The Small, Big-Impact Piece Missing from Case Studies
At age 16, I walked into my small town’s local newspaper and asked if I could write for them. The owner had no staff writers, and she agreed to turn me loose on a story.
I wrote about a local business and went on to write about many more. At the time, I regularly studied good writing, in school and in everything I read.
Twenty-six years later, I still write about businesses, now as a case study copywriter. But while I have been working IN writing, I haven’t always worked ON my writing.
Daily writing is only part of improving as a writer. You also need conscious effort and external influences – worthy examples and honest peer feedback – to move forward.
It’s just in the past couple of years that I have started working on my writing again. I study how news and feature stories are written. I analyze other copywriting. And I’m taking a writing class this fall.
I also took the step of getting feedback on the occasional case study from a seasoned magazine and book author – and my writing immediately improved. How? I learned I was leaving out a big ingredient that would make my writing more interesting: details.
Mental Pics for Readers
Over the past year, I’ve written 20 or so success stories on copywriters trained by American Writers and Artists, Inc. (AWAI). In showing the evolution of their writing careers, I discovered countless opportunities for detail.
Instead of saying, “She’s been writing since she was a child,” I learned to say, “She started writing horse stories in her Hello Kitty notebook in third grade.”
I could say, “She did odd jobs to make ends meet,” or “She organized shoes at Macy’s and spun Blizzards at Dairy Queen.”

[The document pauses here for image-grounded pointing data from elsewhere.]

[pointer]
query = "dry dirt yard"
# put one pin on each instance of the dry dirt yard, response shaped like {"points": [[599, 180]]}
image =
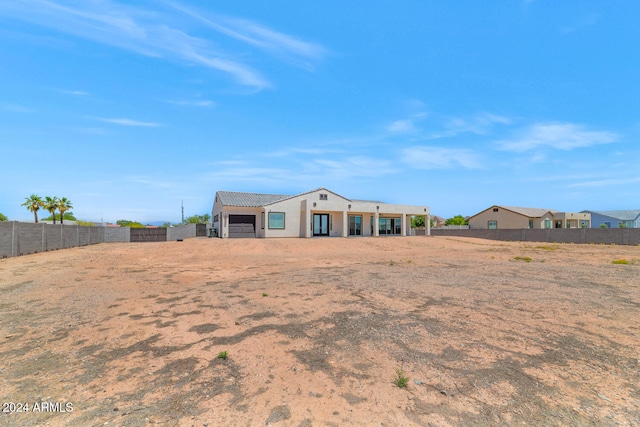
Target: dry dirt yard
{"points": [[316, 331]]}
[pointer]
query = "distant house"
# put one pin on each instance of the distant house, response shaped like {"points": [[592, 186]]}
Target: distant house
{"points": [[510, 217], [315, 213], [614, 219]]}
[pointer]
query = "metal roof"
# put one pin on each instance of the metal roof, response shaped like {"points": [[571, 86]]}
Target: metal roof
{"points": [[624, 215], [248, 200], [529, 212], [254, 200]]}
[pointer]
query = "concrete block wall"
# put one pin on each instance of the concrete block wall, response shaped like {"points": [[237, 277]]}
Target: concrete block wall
{"points": [[6, 238], [616, 236], [117, 234], [186, 231], [29, 238], [22, 238]]}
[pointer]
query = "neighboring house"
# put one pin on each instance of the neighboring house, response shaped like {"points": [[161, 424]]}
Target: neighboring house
{"points": [[315, 213], [509, 217], [614, 219]]}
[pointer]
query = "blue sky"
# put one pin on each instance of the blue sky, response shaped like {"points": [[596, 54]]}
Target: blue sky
{"points": [[128, 108]]}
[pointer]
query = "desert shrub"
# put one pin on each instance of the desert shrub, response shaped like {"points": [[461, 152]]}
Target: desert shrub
{"points": [[401, 380]]}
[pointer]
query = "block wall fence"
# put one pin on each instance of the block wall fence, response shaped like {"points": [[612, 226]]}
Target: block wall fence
{"points": [[609, 236], [22, 238]]}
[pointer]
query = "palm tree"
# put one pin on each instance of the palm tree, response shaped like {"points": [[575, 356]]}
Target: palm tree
{"points": [[51, 205], [33, 203], [64, 205]]}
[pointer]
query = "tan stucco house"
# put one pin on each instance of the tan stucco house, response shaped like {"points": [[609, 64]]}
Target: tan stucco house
{"points": [[510, 217], [318, 212]]}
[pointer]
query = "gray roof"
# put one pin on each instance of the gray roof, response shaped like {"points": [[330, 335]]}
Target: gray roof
{"points": [[254, 200], [624, 215], [528, 212], [248, 200]]}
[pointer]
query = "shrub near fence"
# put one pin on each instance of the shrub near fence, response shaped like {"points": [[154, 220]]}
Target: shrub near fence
{"points": [[617, 236], [148, 235]]}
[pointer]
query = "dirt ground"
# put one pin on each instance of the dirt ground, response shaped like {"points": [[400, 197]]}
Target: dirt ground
{"points": [[317, 332]]}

See how detail takes a statement from “telling” to crafting a picture for the reader?
What about Tech Case Studies?
In case studies about technology, adding detail doesn’t mean more technical detail. Leave those in Tech Specs boxes on the website or in data sheets, not within a narrative. Keep a customer case study focused on the customer’s experience.

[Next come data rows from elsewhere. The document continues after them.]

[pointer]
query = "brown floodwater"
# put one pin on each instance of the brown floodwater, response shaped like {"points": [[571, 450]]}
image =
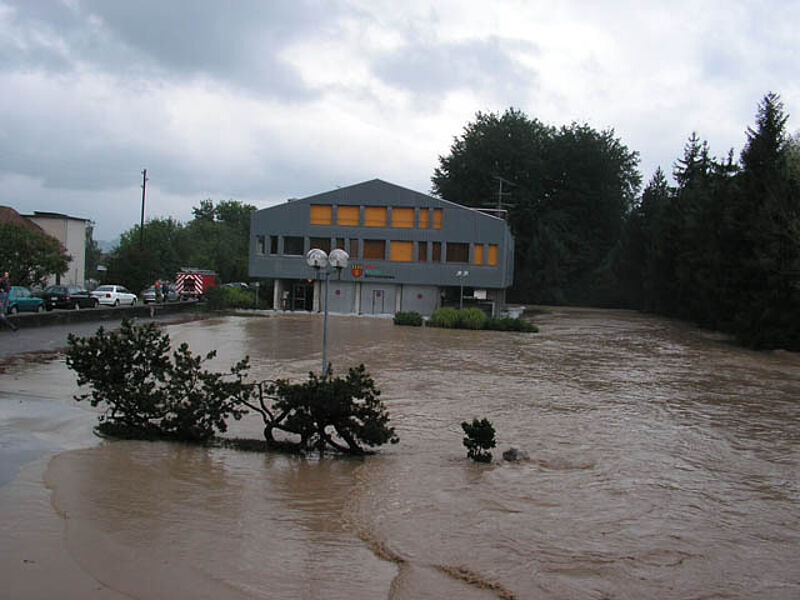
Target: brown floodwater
{"points": [[663, 464]]}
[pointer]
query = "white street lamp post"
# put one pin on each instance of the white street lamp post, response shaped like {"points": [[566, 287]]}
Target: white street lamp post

In a tech case study, adding detail looks something like this:
“It took marketing teams days or weeks to pull all the data they needed for a campaign.”
Instead of this…
“Marketing teams were slow to get campaigns out the door.”
“The school upgraded its entire computer lab for one-third the cost it would have spent on traditional PCs.”
Instead of this…
The school upgraded its computer lab for significantly less cost compared to traditional PCs.”
In a recent case study I wrote for a large B2B company, I included numerous details about the featured customer, a sports stadium:
- How many people packed the stadium for its biggest-ever event
- The number of photographers and journalists in attendance
- How slow Internet previously forced journalists to go inside to transmit their photos and stories
- How much VIP guests paid for their tickets
- Who won the game!
It’s in the details that stories fully form and remain in readers’ minds.
What details can you add to your writing – today?